Workshop: TK Madera en forma
Craft: Woodwork
Trail: Antioquia Route
Location: Marinilla, Antioquia
Fernando Toro is an experienced woodworker and, like his pieces, he is full of surprises. He begins his story by recounting that he was born in a temperate mountain area, among the rainforests of Palmar, Nariño, and that the first wood he cut was with a machete, back when trees were gigantic, and one could cut wood freely. Reflecting on his first piece, a slingshot used for hunting possums, doves, and toucans with stones collected from the river, he experiences mixed emotions—those of a past life filled with customs he no longer practices, including eating animals. As an adult, he became vegan, driven by the same grace, respect, and tenderness with which he views other living beings. His veganism is his definition of love.
He is also a mariachi singer, a skilled player of spinning tops, yo-yos, and baleros, and a passionate collector of woodworking tools. He says he could miss a flight just watching tools and proudly displays the wall where he has arranged them. He has accumulated these tools over the 30 years he has practiced the trade inherited from his father, Oliver Torres, a technical woodworking instructor at Sena. Following in his father’s footsteps, he ended up in Marinilla, Antioquia. On that same wall hangs the steel gouge his father gave him on his graduation day—his first tool, which reminds him of where he comes from and helps him understand his father’s skill, who could accomplish everything with a simple gouge that never kept a sharp edge. He has learned to read this serious and proud man who still works in his own shop and knows that, even without words, his father expresses love through the gleam in his eyes when he sees his son’s work.
Focusing his craftsmanship on technical woodworking, Fernando sees in his pieces the opportunity to challenge his own abilities. He creates everything from houses to tulips, and with the same respect he has for animals, he crafts exclusively with the remnants of larger projects. He is a vain man who cares about making an impact with his creations. This drives him to invent pieces that combine turning with carving—flowers that seem to have assembled petals but are carved and turned from a single piece, giant chess sets where the queen weighs 45 kilos and is made from comino wood, and enormous baleros, with which he once toured the country, demonstrating their use. He funded his travels with earnings from these demonstrations, visiting Antioquia, Cauca, Valle, and Huila, eventually reaching his hometown in Nariño.

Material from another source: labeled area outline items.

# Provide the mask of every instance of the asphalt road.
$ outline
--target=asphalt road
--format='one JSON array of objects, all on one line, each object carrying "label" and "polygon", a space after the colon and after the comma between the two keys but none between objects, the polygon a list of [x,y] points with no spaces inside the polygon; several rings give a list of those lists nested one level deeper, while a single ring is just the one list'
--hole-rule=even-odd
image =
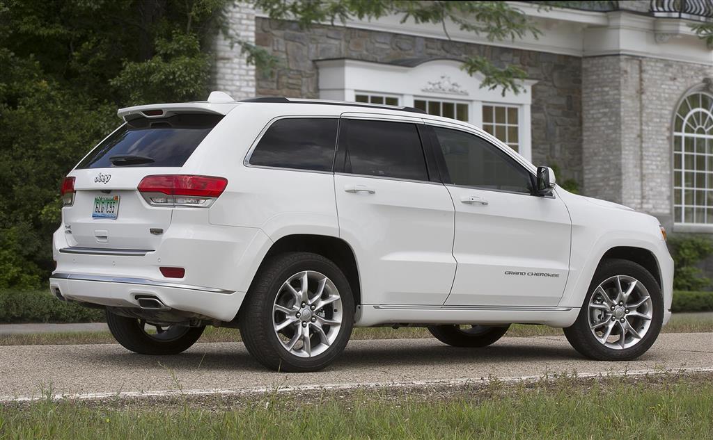
[{"label": "asphalt road", "polygon": [[713,370],[713,333],[662,334],[645,355],[630,362],[585,360],[563,337],[504,337],[480,350],[431,339],[355,340],[328,369],[303,374],[268,372],[238,342],[197,344],[182,355],[163,357],[136,355],[118,345],[7,346],[0,347],[0,400],[48,389],[90,395],[179,389],[236,392],[661,369]]}]

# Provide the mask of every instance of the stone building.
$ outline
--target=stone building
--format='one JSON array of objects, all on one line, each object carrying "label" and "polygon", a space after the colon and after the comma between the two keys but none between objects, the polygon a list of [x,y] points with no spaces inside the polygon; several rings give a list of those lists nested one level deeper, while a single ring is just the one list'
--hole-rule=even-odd
[{"label": "stone building", "polygon": [[[495,42],[455,26],[449,39],[440,25],[399,17],[304,30],[239,4],[232,32],[279,64],[256,71],[219,39],[216,85],[235,99],[394,104],[466,120],[535,164],[556,165],[558,181],[582,194],[676,233],[713,233],[713,51],[690,28],[713,20],[713,1],[606,3],[511,2],[543,33]],[[524,93],[481,88],[482,77],[461,69],[472,55],[524,69]]]}]

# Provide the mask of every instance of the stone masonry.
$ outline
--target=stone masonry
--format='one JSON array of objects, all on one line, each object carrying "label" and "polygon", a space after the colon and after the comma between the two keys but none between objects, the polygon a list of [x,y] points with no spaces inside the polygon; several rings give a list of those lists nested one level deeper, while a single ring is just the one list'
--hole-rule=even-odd
[{"label": "stone masonry", "polygon": [[250,6],[241,3],[229,8],[226,14],[229,38],[219,35],[215,41],[215,88],[236,100],[252,98],[255,96],[255,67],[247,63],[240,46],[232,40],[255,44],[255,13]]},{"label": "stone masonry", "polygon": [[258,95],[319,98],[316,60],[349,58],[389,63],[409,58],[463,59],[479,55],[523,68],[533,87],[532,146],[535,164],[557,164],[563,179],[583,182],[581,58],[379,32],[344,26],[301,29],[293,22],[257,18],[255,43],[280,61],[257,73]]},{"label": "stone masonry", "polygon": [[672,225],[672,122],[686,92],[713,68],[612,56],[583,61],[583,159],[587,195]]}]

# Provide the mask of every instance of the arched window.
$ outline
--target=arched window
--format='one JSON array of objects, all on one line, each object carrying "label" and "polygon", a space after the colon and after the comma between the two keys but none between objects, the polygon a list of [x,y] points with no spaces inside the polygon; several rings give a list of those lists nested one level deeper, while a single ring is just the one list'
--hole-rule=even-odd
[{"label": "arched window", "polygon": [[713,224],[713,95],[691,93],[674,120],[674,222]]}]

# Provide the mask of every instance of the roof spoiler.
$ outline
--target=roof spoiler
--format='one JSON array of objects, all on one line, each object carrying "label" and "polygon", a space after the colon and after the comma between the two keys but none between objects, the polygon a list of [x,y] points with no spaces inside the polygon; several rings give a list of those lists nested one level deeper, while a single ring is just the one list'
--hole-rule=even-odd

He describes his workshop as a university because wood offers multiple options for working. If someone doesn’t like turning, they can carve, pyrograph, build roofs, or even sing! This is how he raised his own children, who were already involved in the workshop before finishing school. He has four children—three sons and a daughter. The three sons are woodworkers like their father. Seeing his children immersed in the trade reminds him of his own path, which began with a childhood of work, hunting, and fishing in the river, and continued thanks to his efforts when he managed to pass the entrance exam for the course his father taught, despite never having attended school. Because, besides being vain, he doesn’t give up easily.